And it would probably want to have it's own copies be maximized as well [...] This means it would have to consider itself a form of paperclip
That's the problematic step. If maximizing copies of itself if what maximizes paperclips, it happens automatically. It doesn't have to decide "paperclips" stands for "paperclips and the 837 things I've found maximize them". It notices "making copies leads to more paperclips than self-destructing into paperclips", and moves on. Like you're not afraid that, if you don't believe growing cocoa beans is inherently virtuous, you might try to disassemble farms and build chocolate from their atoms.
I think I see what you're getting at. It's more in the vein of solving a logic/physics problem at that point. The only reason it would make the consideration I referred to would be if by making that consideration, it could make more paperclips, so it would come down to which type of replication code allowed for less effort to be spent on maximizers and more effort to be spent on paperclips over the time period considered.
(Why? Because it's fun.)
1) Do paperclip maximizers care about paperclip mass, paperclip count, or both? More concretely, if you have a large, finite amount of metal, you can make it into N paperclips or N+1 smaller paperclips. If all that matters is paperclip mass, then it doesn't matter what size the paperclips are, as long as they can still hold paper. If all that matters is paperclip count, then, all else being equal, it seems better to prefer smaller paperclips.
2) It's not hard to understand how to maximize the number of paperclips in space, but how about in time? Once it's made, does it matter how long a paperclip continues to exist? Is it better to have one paperclip that lasts for 10,000 years and is then destroyed, or 10,000 paperclips that are all destroyed after 1 year? Do discount rates apply to paperclip maximization? In other words, is it better to make a paperclip now than it is to make it ten years from now?

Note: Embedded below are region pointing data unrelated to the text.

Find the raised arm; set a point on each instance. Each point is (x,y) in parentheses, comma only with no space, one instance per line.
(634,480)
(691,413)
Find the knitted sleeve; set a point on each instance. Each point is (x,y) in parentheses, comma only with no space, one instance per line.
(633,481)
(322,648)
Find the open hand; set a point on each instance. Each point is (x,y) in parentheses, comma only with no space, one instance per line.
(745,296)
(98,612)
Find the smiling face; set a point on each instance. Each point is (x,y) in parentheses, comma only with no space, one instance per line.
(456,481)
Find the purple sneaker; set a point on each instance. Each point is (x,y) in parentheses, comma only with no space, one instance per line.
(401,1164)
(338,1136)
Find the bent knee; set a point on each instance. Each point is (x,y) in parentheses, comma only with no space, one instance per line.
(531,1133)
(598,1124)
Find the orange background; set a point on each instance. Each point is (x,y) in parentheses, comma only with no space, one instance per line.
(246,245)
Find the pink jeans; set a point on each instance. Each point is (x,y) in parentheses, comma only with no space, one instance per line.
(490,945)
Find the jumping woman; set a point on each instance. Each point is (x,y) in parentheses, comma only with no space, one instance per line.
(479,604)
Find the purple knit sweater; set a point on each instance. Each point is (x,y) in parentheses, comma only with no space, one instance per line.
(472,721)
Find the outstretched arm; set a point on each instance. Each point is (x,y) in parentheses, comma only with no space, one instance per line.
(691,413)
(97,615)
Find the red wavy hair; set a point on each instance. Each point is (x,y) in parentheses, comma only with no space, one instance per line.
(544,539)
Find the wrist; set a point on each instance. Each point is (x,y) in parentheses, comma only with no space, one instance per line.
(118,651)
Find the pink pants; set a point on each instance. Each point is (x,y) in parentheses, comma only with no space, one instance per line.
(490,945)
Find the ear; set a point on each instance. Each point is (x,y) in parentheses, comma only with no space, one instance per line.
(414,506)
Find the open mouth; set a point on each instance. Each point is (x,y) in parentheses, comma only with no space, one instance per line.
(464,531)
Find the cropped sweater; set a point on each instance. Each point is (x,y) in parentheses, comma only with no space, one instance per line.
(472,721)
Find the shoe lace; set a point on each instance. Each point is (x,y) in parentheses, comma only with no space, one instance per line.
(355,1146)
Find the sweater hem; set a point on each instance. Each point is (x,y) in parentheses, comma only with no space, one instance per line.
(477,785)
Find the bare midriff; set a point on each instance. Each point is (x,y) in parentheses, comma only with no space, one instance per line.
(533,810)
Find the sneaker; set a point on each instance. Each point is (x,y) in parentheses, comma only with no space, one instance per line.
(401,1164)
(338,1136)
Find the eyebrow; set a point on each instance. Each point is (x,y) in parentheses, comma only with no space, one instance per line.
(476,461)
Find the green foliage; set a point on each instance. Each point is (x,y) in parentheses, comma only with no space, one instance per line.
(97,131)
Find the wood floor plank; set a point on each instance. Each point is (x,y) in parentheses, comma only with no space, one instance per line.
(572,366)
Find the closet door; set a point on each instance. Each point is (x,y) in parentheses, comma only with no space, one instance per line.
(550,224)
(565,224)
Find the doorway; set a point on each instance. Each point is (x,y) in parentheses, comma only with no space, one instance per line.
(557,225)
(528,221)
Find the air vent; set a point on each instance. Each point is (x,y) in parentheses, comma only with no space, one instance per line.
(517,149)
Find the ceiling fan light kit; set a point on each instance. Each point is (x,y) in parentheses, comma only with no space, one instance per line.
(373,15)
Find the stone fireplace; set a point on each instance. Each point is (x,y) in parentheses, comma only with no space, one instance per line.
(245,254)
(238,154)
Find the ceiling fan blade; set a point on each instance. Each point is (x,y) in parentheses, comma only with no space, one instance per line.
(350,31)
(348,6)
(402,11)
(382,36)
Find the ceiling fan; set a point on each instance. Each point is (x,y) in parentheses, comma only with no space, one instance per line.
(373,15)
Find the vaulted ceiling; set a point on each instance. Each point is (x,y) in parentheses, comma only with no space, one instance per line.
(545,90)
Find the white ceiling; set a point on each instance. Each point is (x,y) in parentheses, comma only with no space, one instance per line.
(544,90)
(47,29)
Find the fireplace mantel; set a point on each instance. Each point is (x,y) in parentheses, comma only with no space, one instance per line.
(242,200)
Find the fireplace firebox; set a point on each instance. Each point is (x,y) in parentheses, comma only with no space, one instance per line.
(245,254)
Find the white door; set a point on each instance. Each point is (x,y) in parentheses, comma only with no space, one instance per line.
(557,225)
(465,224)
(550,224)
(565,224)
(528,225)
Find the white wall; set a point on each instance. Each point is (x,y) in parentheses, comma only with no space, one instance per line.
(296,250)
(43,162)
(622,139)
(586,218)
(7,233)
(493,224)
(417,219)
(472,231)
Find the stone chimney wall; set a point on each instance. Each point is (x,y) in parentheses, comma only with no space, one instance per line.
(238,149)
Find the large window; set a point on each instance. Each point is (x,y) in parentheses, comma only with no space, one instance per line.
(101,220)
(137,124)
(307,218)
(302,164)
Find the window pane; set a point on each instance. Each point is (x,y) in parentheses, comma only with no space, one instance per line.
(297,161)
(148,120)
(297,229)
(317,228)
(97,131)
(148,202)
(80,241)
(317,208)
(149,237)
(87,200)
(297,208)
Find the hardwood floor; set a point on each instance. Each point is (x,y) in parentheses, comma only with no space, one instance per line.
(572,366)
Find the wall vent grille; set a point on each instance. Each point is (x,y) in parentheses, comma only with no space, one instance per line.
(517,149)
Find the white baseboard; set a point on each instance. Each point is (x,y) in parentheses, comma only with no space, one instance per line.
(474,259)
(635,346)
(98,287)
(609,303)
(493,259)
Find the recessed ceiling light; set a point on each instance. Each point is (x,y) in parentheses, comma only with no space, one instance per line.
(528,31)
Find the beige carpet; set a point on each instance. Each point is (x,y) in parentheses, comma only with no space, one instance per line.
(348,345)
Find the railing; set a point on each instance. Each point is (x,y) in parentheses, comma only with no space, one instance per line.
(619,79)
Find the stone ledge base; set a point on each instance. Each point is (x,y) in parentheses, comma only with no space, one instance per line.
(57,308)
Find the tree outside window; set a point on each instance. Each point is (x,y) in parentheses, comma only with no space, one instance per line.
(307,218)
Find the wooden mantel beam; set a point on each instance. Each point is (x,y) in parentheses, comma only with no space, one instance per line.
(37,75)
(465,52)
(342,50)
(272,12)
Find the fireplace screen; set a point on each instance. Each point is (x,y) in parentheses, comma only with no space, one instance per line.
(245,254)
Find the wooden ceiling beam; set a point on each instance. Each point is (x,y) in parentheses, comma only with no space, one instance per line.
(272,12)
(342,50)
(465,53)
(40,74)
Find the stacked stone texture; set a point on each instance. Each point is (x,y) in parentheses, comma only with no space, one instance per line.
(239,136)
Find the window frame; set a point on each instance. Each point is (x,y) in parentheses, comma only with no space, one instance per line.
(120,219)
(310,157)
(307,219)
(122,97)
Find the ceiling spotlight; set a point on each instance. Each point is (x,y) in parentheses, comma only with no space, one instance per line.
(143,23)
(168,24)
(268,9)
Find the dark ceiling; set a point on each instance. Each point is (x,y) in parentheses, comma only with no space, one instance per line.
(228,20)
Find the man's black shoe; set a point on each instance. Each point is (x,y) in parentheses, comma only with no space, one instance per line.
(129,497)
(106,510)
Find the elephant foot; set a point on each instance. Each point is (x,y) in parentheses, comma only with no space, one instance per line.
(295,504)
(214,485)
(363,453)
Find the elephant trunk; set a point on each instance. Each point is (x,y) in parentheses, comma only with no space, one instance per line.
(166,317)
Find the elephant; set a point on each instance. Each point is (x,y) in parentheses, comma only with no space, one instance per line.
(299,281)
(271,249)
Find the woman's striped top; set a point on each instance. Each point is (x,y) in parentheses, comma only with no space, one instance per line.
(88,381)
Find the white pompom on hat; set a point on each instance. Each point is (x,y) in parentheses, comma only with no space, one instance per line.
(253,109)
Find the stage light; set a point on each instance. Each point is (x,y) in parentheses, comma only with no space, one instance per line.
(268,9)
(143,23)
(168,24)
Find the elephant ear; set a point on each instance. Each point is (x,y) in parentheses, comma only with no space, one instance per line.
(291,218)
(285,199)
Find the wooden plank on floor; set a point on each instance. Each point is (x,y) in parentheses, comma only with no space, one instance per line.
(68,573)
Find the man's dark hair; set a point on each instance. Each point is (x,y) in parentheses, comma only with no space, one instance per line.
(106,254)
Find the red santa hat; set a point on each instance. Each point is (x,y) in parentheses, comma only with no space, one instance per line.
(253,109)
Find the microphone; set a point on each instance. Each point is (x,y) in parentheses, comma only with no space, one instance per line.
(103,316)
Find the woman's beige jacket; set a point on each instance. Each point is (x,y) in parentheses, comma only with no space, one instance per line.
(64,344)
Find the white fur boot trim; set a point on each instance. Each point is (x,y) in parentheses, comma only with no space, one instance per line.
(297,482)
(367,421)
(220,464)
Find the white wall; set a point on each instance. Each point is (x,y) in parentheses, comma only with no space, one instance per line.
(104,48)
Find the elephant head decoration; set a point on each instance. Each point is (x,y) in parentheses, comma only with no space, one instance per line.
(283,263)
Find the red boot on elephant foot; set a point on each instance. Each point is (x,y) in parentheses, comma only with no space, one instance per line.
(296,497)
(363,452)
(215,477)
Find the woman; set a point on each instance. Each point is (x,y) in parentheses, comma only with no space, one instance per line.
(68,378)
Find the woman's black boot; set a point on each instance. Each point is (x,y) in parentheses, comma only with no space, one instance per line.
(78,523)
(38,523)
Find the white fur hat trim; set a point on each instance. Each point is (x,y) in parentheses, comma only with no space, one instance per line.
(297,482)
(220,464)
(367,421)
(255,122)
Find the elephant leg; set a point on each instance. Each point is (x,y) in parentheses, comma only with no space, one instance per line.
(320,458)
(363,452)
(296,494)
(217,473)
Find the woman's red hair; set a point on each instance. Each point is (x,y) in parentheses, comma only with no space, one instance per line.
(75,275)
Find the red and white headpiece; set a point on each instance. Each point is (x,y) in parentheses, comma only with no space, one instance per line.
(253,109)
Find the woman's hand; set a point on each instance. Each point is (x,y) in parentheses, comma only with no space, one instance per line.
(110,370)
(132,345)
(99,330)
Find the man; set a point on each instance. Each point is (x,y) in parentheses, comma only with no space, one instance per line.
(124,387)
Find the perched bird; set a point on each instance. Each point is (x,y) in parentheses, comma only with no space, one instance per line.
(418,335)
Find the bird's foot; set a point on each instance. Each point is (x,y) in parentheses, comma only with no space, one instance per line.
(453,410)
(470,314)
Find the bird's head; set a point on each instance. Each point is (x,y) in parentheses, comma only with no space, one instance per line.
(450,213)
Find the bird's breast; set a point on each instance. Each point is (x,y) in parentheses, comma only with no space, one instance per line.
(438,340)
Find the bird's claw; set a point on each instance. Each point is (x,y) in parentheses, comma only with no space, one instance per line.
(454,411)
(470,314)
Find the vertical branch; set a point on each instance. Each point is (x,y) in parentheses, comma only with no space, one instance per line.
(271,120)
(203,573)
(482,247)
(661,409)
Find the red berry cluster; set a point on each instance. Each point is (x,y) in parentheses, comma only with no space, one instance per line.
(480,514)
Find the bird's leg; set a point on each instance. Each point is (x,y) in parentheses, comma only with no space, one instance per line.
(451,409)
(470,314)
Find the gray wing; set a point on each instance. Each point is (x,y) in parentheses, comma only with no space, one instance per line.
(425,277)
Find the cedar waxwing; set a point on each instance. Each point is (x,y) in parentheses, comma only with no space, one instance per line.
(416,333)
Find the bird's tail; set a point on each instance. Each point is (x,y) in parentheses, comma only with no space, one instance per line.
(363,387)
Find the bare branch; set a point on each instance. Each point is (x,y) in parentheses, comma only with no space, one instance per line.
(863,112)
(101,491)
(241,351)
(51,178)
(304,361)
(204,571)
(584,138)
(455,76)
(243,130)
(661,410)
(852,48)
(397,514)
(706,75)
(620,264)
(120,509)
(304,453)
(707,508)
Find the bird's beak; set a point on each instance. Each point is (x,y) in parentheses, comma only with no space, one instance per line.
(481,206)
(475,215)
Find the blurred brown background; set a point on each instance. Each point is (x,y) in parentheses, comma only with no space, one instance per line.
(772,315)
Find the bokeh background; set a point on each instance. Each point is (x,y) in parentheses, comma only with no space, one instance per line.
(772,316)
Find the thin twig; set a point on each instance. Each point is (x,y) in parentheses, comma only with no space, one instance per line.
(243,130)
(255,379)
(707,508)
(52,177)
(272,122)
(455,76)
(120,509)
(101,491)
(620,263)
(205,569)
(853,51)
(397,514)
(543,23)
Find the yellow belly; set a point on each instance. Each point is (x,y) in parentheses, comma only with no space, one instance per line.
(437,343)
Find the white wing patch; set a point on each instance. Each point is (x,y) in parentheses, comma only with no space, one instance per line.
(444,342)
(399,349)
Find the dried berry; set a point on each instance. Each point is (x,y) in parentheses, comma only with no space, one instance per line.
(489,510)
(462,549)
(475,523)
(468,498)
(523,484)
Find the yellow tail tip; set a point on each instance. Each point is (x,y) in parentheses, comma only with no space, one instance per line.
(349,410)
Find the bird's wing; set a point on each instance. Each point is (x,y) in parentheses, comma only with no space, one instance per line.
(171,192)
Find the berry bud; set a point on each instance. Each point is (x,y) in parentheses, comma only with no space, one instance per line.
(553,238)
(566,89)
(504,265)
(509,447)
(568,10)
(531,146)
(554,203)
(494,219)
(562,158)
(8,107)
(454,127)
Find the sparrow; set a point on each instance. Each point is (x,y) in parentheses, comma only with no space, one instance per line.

3) Some paperclip maximizers claim want to maximize paperclip <i>production</i>. This is not the same as maximizing paperclip count. Given a fixed amount of metal, a paperclip count maximizer would make the maximum number of paperclips possible, and then stop. A paperclip production maximizer that didn't care about paperclip count would find it useful to recycle existing paperclips, melting them down so that new ones could be made. Which approach is better?
4) More generally, are there any conditions under which the paperclip-maximizing thing to do involves destroying existing paperclips? It's easy to imagine scenarios in which destroying some paperclips causes there to be more paperclips in the future. (For example, one could melt down existing paperclips and use the metal to make smaller ones.)